A characterization of translation and modulation invariant Hilbert space of tempered distributions

Let \(\mathcal {S}(\mathbb {R}^n)\) be the Schwartz space and \(\mathcal {S'}(\mathbb {R}^n)\) be the space of tempered distributions on \(\mathbb {R}^n\).

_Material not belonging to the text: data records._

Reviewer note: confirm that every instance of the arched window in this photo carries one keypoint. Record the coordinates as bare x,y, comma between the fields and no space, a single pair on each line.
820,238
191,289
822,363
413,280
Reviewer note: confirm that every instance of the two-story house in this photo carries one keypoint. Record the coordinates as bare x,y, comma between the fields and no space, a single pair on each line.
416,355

In this article, we prove that if \(\mathcal {H} \subseteq \mathcal {S'}(\mathbb {R}^n)\) is a non-zero Hilbert space of tempered distributions which is translation and modulation invariant such that

$$\begin{aligned} |(f,g)| \le C \Vert f\Vert _{\mathcal {H}} \end{aligned}$$

for some \(C>0\) and for all \(f\in \mathcal {H}\), then \(\mathcal {H}=L^2(\mathbb {R}^n)\), where \(g(x) = e^{-x^2}\) for all \(x\in \mathbb {R}^n\) and \((\cdot , \cdot )\) denotes the standard duality pairing between \(\mathcal {S'}(\mathbb {R}^n)\) and \(\mathcal {S}(\mathbb {R}^n)\) with respect to which \((\mathcal {S}(\mathbb {R}^n))^*=\mathcal {S'}(\mathbb {R}^n)\).